2. The plaintiffs filed their first amended complaint on January 22, 2019. (Doc. 1-2, p. 2). On January 30, 2019, the state circuit court dismissed without prejudice the plaintiffs' claims against ADT Alabama Corp. (Doc. 1-3, p. 2).
3. The plaintiffs also allege that Alarm One breached its contractual duties to the Allmans by failing to properly furnish and install the alarm system (Count III) and breached warranties that the alarm system was reasonably fit and suitable for its stated purpose (Count V). (Doc. 1-2, pp. 7, 9). The Court does not consider these claims because under Alabama law, the plaintiffs may not pursue breach of contract or warranty claims in a wrongful death action. (Doc. 24, p. 11) (citing Alabama Powersport Auction, LLC v. Wiese, 143 So.3d 713, 720 (Ala. 2013)).

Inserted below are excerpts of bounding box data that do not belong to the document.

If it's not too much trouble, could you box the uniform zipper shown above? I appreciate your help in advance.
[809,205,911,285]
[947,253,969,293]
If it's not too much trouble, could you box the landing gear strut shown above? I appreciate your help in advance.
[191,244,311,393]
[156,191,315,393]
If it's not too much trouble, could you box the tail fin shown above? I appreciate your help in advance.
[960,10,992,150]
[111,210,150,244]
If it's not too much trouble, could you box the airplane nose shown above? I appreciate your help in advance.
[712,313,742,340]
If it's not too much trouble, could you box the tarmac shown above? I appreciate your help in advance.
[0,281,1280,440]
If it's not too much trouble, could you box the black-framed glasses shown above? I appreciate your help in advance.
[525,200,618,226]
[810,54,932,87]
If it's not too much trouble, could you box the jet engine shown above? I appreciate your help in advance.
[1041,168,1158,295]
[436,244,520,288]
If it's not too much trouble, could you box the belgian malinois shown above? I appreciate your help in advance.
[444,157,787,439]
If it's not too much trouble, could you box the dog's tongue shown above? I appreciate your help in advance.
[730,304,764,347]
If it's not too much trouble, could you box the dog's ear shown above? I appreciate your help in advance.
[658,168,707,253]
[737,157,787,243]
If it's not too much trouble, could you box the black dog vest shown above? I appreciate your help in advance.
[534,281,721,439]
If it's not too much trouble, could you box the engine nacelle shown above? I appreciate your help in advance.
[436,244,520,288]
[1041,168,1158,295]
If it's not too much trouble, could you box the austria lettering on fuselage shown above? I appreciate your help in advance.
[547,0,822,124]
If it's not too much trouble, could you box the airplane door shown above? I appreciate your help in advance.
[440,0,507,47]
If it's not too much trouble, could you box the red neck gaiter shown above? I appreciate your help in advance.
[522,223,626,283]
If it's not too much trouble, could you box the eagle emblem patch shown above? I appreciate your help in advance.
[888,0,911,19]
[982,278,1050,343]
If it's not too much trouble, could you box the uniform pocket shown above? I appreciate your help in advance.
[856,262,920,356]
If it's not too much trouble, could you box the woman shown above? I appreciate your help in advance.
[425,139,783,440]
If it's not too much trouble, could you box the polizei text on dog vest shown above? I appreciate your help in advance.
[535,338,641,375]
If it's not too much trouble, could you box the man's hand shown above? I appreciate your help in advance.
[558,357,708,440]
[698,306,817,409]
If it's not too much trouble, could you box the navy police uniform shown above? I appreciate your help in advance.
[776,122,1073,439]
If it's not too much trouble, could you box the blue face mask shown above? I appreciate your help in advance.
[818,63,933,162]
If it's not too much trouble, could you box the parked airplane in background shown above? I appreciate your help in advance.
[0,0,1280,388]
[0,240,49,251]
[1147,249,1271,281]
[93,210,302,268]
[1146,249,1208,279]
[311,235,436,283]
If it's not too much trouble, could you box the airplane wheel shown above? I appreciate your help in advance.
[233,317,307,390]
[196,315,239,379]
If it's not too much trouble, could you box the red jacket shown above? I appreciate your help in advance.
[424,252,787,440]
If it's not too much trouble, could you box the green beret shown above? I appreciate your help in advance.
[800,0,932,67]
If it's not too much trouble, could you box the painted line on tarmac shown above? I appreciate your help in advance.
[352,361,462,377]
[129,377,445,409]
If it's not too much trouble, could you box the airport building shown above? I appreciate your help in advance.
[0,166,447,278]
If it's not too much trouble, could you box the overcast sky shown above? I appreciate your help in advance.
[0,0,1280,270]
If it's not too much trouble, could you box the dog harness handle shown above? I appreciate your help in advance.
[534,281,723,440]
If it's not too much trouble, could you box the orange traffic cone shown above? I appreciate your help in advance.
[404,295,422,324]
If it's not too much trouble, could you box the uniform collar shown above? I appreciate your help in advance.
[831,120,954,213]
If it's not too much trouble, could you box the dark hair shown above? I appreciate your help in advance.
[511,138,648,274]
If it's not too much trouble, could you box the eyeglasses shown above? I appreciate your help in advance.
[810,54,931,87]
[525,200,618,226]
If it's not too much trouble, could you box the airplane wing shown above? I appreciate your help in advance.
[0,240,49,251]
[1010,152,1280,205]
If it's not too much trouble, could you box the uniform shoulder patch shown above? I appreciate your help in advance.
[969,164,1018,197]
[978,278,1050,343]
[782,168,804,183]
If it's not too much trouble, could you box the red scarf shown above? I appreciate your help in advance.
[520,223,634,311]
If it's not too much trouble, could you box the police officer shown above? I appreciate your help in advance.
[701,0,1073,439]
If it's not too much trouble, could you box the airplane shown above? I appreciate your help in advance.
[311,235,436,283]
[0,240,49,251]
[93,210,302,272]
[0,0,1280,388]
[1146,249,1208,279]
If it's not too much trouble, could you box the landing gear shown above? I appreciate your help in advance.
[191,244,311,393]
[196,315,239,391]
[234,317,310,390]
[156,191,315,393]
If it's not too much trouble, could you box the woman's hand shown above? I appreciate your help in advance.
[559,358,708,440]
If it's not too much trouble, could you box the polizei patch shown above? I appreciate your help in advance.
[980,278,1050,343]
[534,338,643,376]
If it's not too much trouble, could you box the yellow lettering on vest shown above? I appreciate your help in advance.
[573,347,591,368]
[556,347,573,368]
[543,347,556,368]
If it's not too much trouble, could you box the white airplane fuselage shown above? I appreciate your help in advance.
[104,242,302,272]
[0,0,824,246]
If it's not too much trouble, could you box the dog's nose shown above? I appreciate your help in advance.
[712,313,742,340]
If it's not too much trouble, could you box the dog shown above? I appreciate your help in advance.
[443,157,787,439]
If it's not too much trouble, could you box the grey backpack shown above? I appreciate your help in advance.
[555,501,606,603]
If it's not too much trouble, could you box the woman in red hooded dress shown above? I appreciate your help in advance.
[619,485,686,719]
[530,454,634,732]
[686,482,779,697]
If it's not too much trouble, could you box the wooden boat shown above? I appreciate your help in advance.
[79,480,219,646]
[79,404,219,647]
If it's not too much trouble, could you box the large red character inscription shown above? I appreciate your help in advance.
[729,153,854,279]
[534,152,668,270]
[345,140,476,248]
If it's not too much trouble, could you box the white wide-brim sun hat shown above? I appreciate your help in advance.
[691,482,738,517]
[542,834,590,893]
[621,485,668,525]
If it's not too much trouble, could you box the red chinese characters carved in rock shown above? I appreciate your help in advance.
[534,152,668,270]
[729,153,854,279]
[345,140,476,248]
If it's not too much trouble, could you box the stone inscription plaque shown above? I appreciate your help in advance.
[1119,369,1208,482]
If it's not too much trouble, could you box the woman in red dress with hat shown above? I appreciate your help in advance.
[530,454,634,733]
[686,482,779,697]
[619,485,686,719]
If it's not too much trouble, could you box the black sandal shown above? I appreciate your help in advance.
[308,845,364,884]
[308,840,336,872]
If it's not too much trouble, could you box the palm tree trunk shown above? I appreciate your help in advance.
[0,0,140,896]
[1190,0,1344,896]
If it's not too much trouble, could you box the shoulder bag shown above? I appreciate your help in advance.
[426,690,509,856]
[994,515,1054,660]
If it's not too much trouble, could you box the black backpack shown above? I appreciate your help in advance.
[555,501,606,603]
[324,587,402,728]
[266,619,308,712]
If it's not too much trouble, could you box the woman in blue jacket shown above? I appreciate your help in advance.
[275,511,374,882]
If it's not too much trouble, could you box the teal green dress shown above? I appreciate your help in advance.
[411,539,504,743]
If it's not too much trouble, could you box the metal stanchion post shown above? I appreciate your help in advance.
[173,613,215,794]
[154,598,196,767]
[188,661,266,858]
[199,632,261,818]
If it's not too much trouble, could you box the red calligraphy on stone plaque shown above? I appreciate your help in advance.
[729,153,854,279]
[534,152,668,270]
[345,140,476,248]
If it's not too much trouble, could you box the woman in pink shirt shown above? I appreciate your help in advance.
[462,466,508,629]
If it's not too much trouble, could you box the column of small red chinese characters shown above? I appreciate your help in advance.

4. The provision also may be read as an exculpatory clause. To determine if an exculpatory clause is invalid as contrary to public policy, Alabama courts apply a six-part test. Morgan, 466 So. 2d at 117. Because this analysis is better left to the state courts, it is enough to say that this provision does not establish by clear and convincing evidence that there is no possibility that the plaintiffs could prove their claim against Alarm One.
5. See Bonner v. Prichard, 661 F.2d 1206, 1209 (11th Cir. 1981) (adopting as binding precedent in the Eleventh Circuit Court of Appeals decisions that the Fifth Circuit Court of Appeals rendered before October 1, 1981).
6. The Court notes that Alarm One's presence in this case gives ADT a potential empty chair defense. If, following remand, the plaintiffs choose to voluntarily dismiss Alarm One, then ADT may have a remedy under 28 U.S.C. § 1446(c)(1).